Track test history in the Dataset tab, including test name, dataset used, scanner versions tested, and timestamps.

To run a test, go to the Playground, click Upload dataset in the top-right corner, and follow the guidance in the upload wizard. After the test completes, click View dataset results in the success message to open the report.

Each test appears as a card in the Dataset Results tab, showing progress or the final F1 score. From there, click Details to view the full confusion matrix and performance breakdown.

The most recent F1 score also appears in the Version history panel of that scanner, making it easy to see how performance changes across versions.

Tips for success:

Datasets must contain both true and false labels to calculate an F1 score.
If only one label type is present, accuracy metrics are shown but no F1 score is calculated.
Download links for test reports expire after 7 days.

For more details, go to: Testing scanners with a custom dataset

View projects in table or card layout

This release introduces a new table view for Projects, giving users more flexibility in how they view and manage their workspace.

You can now toggle between the card view and the new table view using the layout switcher icons in the top-right corner. Both views share the same filters and search funcationality; filters applied in one view automatically carry over to the other.

This update improves visibility for large environments and makes it easier to compare project metadata side by side.

Redacted content now returned in Scans API responses

The /scans API now includes redacted content directly in the response when a scanner with a redact action is triggered. This enhancement:

Eliminates extra API calls: The redacted prompt is now in the original response, removing the need for an additional request to fetch the sanitized data, especially in out-of-band deployments.
Reduces API load and simplifies integration.
Ensures consistency for subsequent processing steps.

AI Red Team

Quick view of mitigation actions

This release introduces a new column in the Reports table to give you a faster, at-a-glance summary of the volume of recommended actions for each campaign run.

NOTE: Actions counts are not backward compatible, and are shown for new reports only.

Known issues

When testing two scanner versions with a custom dataset, the F1 score is shown for one version in the scanner’s version history, but not the second version.
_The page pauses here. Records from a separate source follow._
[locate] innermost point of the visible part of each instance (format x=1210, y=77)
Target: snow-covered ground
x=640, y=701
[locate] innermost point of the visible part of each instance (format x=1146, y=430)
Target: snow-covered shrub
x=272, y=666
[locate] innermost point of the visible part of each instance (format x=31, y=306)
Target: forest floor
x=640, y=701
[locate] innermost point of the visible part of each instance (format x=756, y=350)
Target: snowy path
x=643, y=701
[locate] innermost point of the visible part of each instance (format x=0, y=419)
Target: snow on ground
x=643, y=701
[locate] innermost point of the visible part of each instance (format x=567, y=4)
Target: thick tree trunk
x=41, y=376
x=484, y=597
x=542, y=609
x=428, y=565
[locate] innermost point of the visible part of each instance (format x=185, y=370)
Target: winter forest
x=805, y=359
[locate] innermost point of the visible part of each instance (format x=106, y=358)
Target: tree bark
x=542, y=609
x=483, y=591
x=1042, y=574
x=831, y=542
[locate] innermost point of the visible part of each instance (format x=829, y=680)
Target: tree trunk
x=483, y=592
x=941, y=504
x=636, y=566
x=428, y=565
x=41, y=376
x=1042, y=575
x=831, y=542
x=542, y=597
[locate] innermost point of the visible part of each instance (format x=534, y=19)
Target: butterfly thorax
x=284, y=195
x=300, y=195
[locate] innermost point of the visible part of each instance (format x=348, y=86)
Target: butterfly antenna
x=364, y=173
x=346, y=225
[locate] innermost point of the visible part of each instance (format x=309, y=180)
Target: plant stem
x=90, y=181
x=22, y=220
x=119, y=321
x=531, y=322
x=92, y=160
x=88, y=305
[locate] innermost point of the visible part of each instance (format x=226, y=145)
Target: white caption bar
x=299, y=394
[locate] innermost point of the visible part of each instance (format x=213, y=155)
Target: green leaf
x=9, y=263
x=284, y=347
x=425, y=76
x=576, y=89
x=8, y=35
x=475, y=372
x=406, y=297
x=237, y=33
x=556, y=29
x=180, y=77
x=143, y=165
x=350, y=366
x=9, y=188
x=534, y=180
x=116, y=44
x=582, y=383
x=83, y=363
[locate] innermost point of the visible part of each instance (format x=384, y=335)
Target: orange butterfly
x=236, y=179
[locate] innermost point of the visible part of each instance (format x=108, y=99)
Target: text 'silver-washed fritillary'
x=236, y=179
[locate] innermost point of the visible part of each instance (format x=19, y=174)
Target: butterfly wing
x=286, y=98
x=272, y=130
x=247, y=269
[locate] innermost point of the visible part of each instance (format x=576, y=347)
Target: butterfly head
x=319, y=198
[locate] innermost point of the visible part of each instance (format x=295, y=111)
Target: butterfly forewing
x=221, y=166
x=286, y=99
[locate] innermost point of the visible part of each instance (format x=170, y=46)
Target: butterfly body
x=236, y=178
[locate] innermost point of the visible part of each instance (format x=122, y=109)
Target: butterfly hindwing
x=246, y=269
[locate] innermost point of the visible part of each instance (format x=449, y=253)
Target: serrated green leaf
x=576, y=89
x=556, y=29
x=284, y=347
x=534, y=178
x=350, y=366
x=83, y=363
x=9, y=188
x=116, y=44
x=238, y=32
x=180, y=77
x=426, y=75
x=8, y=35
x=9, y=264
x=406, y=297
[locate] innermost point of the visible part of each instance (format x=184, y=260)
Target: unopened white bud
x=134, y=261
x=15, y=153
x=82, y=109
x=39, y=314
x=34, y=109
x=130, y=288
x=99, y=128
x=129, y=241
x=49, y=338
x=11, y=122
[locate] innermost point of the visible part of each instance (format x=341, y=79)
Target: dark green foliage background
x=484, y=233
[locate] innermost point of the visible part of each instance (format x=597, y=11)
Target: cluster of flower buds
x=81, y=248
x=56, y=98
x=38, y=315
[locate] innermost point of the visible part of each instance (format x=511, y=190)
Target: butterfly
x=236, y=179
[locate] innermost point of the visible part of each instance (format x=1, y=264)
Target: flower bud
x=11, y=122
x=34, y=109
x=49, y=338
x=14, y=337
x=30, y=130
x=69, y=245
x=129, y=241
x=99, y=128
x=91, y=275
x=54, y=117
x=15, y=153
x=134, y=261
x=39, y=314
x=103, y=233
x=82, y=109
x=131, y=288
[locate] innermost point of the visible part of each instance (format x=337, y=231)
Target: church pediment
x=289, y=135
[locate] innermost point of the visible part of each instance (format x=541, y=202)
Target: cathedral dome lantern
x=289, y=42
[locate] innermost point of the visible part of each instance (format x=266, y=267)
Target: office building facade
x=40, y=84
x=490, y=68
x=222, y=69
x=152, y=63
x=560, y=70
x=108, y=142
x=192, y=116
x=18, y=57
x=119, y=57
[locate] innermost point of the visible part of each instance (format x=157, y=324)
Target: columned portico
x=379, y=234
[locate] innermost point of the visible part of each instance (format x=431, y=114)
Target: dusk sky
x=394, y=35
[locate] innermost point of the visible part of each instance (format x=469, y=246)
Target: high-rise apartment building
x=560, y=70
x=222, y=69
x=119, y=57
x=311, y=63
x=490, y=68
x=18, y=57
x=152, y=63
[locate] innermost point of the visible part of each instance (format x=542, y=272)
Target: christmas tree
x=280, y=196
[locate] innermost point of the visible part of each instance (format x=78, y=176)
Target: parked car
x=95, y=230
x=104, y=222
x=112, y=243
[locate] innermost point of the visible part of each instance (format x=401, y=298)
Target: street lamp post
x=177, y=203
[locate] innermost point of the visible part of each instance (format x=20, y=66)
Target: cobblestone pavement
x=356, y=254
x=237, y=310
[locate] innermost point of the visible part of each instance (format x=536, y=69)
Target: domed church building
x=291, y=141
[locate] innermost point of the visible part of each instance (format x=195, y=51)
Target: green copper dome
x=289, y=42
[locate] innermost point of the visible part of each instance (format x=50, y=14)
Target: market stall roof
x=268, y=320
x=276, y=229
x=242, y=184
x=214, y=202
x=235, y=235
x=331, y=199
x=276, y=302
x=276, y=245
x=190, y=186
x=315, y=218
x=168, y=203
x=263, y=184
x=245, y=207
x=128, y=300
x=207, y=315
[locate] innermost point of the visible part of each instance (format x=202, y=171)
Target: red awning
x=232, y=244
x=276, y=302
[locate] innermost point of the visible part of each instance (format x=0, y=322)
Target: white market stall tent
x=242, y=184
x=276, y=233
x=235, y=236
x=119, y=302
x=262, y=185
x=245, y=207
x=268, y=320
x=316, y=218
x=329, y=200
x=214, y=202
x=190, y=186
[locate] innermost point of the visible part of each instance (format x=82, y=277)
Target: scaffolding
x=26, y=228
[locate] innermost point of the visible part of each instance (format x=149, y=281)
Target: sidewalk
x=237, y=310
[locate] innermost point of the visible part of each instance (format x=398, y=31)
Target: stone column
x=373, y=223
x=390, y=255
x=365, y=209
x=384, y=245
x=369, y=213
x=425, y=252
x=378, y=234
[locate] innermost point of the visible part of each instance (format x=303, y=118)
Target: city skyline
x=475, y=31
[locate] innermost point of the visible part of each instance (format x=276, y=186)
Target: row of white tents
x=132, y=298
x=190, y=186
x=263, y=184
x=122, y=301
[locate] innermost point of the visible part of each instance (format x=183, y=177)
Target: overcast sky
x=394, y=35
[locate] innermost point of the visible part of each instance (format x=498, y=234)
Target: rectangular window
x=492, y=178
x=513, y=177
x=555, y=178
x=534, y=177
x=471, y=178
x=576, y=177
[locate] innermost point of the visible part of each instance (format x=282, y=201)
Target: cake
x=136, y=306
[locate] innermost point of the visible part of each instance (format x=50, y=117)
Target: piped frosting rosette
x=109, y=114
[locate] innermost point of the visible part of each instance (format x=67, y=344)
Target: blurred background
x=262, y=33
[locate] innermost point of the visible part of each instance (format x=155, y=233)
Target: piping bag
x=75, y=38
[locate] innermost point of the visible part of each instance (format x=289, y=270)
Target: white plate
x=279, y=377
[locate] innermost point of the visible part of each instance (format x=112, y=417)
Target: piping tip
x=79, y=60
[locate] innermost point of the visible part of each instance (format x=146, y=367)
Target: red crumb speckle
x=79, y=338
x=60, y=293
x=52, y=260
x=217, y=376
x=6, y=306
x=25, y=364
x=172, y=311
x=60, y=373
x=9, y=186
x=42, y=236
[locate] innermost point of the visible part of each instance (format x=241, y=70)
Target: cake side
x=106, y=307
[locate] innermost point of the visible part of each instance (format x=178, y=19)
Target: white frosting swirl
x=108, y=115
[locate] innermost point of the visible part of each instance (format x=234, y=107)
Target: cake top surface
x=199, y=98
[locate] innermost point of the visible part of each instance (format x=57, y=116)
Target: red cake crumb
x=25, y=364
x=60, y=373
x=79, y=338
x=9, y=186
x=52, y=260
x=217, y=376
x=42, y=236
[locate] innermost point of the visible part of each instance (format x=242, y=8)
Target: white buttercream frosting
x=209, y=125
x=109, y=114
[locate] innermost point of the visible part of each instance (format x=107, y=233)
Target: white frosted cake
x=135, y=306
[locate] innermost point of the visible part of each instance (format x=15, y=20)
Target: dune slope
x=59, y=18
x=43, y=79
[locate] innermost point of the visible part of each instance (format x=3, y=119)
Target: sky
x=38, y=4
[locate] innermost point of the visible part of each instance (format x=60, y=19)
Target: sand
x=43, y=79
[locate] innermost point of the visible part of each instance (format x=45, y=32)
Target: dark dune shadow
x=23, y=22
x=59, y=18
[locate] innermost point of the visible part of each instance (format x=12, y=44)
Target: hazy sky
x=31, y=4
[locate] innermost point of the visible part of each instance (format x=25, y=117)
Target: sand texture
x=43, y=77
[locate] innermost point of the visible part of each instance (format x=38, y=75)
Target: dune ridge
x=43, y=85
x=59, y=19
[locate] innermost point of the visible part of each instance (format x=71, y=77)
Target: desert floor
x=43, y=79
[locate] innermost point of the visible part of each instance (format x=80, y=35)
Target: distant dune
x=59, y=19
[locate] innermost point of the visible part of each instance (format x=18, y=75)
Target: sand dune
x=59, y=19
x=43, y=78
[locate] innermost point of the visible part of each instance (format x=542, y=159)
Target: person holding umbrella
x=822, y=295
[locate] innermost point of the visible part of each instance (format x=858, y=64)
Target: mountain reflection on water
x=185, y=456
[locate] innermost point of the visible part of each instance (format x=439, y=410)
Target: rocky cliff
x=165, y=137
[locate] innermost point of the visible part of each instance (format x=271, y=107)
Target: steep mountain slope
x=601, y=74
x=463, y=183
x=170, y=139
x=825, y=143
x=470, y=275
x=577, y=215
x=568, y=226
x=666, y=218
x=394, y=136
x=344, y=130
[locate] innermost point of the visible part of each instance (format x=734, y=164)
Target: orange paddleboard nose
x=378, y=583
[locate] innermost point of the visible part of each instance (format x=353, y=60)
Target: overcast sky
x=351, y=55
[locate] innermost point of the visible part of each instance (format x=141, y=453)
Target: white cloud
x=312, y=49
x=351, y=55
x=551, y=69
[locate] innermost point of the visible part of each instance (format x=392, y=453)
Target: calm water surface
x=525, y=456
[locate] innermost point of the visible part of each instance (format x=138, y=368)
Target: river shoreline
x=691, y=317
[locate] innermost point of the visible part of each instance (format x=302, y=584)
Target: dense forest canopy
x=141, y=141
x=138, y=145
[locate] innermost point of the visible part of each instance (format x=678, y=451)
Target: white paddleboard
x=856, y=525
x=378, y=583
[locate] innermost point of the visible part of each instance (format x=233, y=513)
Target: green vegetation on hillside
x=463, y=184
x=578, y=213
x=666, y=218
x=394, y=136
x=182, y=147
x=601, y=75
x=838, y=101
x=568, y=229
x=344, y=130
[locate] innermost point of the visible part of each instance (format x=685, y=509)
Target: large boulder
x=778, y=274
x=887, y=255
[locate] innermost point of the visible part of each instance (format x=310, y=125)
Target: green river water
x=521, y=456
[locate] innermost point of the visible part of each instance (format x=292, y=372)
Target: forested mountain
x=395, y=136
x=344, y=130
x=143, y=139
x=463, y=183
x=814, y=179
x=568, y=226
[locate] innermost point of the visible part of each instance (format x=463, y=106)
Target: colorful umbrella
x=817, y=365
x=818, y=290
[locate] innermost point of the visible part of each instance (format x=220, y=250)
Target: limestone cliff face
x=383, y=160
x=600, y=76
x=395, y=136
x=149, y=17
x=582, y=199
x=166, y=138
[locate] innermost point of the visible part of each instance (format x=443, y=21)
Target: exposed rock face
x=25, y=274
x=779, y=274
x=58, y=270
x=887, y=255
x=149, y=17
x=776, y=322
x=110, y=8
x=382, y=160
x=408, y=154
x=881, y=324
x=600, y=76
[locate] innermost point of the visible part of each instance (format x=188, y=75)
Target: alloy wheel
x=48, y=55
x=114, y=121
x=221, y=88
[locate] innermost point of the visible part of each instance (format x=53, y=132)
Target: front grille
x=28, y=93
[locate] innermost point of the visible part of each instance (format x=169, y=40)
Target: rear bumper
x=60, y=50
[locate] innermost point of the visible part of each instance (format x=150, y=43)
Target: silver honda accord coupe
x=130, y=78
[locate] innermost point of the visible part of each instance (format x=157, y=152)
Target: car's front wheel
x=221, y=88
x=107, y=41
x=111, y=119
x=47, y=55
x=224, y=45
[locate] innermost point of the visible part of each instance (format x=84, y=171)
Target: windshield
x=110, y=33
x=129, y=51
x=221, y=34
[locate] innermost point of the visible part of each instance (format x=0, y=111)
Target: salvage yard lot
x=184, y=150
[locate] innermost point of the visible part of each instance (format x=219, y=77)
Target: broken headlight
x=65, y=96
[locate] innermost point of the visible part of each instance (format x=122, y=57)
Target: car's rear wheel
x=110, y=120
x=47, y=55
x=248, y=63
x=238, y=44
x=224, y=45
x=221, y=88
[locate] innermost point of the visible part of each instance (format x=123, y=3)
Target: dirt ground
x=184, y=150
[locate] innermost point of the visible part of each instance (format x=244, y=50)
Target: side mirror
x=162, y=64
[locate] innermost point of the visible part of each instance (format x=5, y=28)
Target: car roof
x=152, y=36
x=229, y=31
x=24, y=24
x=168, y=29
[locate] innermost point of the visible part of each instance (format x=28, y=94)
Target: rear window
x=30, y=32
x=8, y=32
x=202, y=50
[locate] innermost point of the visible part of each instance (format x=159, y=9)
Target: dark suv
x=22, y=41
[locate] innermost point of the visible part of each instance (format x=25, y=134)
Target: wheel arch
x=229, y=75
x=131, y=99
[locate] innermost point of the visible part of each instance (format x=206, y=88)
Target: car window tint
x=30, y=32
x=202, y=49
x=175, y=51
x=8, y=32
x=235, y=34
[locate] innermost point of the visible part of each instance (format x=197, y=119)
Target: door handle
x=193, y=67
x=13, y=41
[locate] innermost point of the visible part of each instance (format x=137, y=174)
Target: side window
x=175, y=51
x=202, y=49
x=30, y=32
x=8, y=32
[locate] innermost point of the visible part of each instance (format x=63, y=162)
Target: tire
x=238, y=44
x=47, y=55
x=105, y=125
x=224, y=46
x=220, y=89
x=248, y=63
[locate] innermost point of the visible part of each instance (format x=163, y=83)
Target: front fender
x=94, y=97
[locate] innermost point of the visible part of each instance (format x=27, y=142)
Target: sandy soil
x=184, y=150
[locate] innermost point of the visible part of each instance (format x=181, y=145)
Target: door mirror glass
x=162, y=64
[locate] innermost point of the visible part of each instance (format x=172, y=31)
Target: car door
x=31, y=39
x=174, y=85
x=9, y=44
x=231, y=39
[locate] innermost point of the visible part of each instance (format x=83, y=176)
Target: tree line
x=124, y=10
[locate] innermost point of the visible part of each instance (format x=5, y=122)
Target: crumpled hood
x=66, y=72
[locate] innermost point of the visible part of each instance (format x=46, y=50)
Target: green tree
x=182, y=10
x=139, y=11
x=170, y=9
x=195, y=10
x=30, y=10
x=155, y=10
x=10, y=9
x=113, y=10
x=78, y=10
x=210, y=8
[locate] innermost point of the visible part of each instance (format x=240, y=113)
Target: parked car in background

Both scores do appear in the Playground > Dataset results panel, however.
The Upload and test a dataset wizards links to the support website instead of the relevant article.

Bug fixes

In data tables, the default sort was not highlighted. Resolution: Where applicable, the default sort column in the table is highlighted with a blue underline and sort arrows.
The Scanner list was missing certain scanners, such as the PII Scanner, under specific sorting options. Resolution: Fixed.
The API Reference documentation link was not visible for Red-Team-only users. Resolution: Fixed.
The Campaign name text overflowed its table column when the name was too long. Resolution: Fixed.
The buttons in all pop-ups had an incorrect height of 40px instead of 32px. Resolution: Fixed.
Parts of the Campaign filters were not visible on smaller screens due to oversized layout elements. Resolution: Fixed.
Outcome Analysis selection produced inconsistent visuals depending on the order of card selection (different spans shown). Resolution: Fixed.
The alert message displayed an incomplete and unclear sentence (“The default model is,”) when no connections were enabled. Resolution: Fixed — the alert now clearly states that no default model is selected.
The Playground displayed blocked responses in title case instead of sentence case. Resolution: Fixed.
The View raw data button was visible even when reports were canceled or had no data available. Resolution: Fixed — the button now appears only when the report state is Error or Complete.
One of the buttons on the Projects page was the wrong size. Resolution: Fixed.
There were small sizing and alignment issues on the Reports table that affected the user experience. Resolution: Fixed.
In the configuration screen for Other providers, the Provider display name dropdown was formatted incorrectly. Resolution: Fixed.